Salt Lake County voted for President Barack Obama in 2008. Last year, Salt Lake City elected an openly lesbian mayor, Jackie Biskupski. And this year, the city rallied around Democratic socialist Bernie Sanders.
Experts said these changes would not have happened without millennials.
“I just can’t imagine that we would have had Mayor Biskupski elected 20 years ago,” said Pamela Perlich, the director of demographic research at the University of Utah’s Kem C. Gardner Policy Institute. “There has been a great change in society as well, on these issues. And it’s a little bit hard to disentangle those, but there are many places in the state where she would not have had a chance.”
The city began to morph during the economic boom of the 1990s. Immigrants came to the city and had kids, and now those kids are reaching voting age. Perlich said young people move to the area to take advantage of planned urban development projects and because Salt Lake City houses the state’s flagship university.
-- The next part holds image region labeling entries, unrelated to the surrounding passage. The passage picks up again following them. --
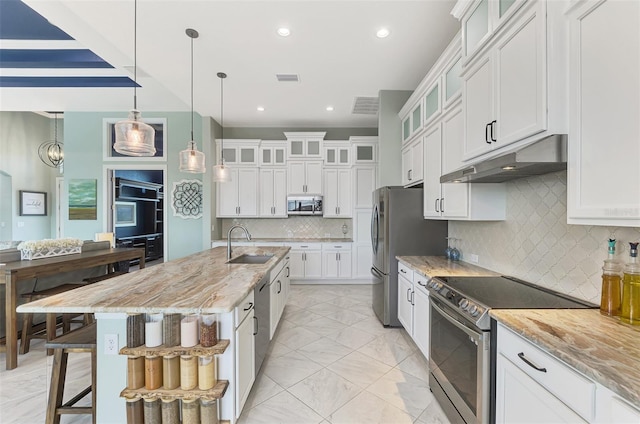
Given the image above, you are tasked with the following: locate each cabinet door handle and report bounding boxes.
[518,352,547,372]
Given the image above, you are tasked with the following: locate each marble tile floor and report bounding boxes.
[0,332,91,424]
[239,285,449,424]
[0,285,449,424]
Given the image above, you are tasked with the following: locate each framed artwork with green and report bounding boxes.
[69,180,98,220]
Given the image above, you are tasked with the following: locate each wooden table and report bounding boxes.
[0,248,144,370]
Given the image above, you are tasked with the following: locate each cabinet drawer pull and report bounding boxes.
[518,352,547,372]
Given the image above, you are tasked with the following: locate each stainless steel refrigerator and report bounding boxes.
[371,187,448,327]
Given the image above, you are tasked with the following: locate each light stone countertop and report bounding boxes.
[396,256,500,278]
[211,237,353,243]
[17,246,290,313]
[490,309,640,408]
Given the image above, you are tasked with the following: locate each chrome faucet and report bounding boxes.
[227,225,251,260]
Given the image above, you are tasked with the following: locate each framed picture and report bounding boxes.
[115,202,136,227]
[20,190,47,216]
[102,118,167,161]
[69,180,98,220]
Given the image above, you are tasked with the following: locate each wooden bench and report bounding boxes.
[45,322,97,424]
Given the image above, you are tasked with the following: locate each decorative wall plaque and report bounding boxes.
[171,180,202,219]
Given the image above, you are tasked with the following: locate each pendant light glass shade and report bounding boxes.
[113,0,156,156]
[113,109,156,156]
[180,28,206,174]
[38,113,64,168]
[213,72,231,183]
[180,141,206,174]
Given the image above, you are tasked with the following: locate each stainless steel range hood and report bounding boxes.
[440,134,567,183]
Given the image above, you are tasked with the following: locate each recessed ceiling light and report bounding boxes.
[376,28,391,38]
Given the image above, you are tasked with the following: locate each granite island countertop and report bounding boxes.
[17,246,290,314]
[396,256,500,278]
[490,309,640,408]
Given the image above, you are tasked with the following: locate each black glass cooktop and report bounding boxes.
[438,277,597,309]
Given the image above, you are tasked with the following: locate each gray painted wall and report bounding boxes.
[224,127,378,140]
[378,90,413,187]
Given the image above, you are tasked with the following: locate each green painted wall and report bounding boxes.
[62,111,215,260]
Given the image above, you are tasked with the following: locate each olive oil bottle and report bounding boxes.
[600,239,622,317]
[620,243,640,325]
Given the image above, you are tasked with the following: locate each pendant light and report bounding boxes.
[213,72,231,183]
[113,0,156,156]
[38,113,64,168]
[180,28,206,174]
“The place has just become increasingly more progressive, as people from outside of Utah move to Utah,” Perlich said. Millennials come to enjoy nature along with employment and recreational opportunities, she said.
But voting for left-leaning political candidates is not the only way Salt Lake City residents drive change. Residents have pushed for more progressive policies in health care, environmental protections and lesbian, gay, bisexual and transgender issues.
Millennials define citizenship not as voting, “but being concerned about other people,” Dalton said. And they often show that concern by volunteering.
According to an Associated Press poll of 1,044 adults, 29 percent of Americans under the age of 30 agreed that citizens have a “very important obligation” to volunteer. Comparatively, in a 1984 University of Chicago survey of 1,441 adults, only 19 percent agreed.
“Millennials are probably the most involved generation in history in causes and nonprofit endeavors and community involvement,” Hais said. “They do tend to want to think globally and think about global issues and believe that those problems can be solved at the local level rather than depending on huge government programs to try to solve issues.”
And that means they don’t necessarily participate in the traditional political system. Keating runs a wellness practice in Salt Lake City and travels to Washington, D.C., to lobby politicians for drug policy reform, something he said is often more useful than just backing a candidate.
“People get really angry at me because they say I’m not participating in the system, and I’m like, ‘No, I’m participating in my life,’” Keating said. “I’m standing for people, and I’m standing for getting the most people involved as possible.”
Salt Lake City is just one example of changing national politics, a trend experts say is just beginning to take off across the country. Millennials are not just going through a liberal-leaning, two-party-hating, nonvoting phase. This trend might fade as the generation ages, but millennials will never be as conventional as their parents, Dalton said.
“The old, white baby boomers get old, leave the labor force, eventually die and then, the young generations – which are so profoundly multicultural, multilingual, multiethnic and just have completely different life experiences and sensibilities than baby boomers – are becoming the majority population just through the advance of aging,” Perlich said. “We’re going through a time of really terrific change, really unprecedented.”
Hais predicts that when millennials begin to take office, the hyperpartisan nature of politics will shift to something more compromise driven.
“What we will see is a change in the way things are done politically,” Hais said. “What we see now is terrible gridlock because of that baby boomer division. They can’t see eye to eye, but millennials will be different. Millennial Democrats and millennial Republicans are closer together.”
Sean Holstege contributed to this report.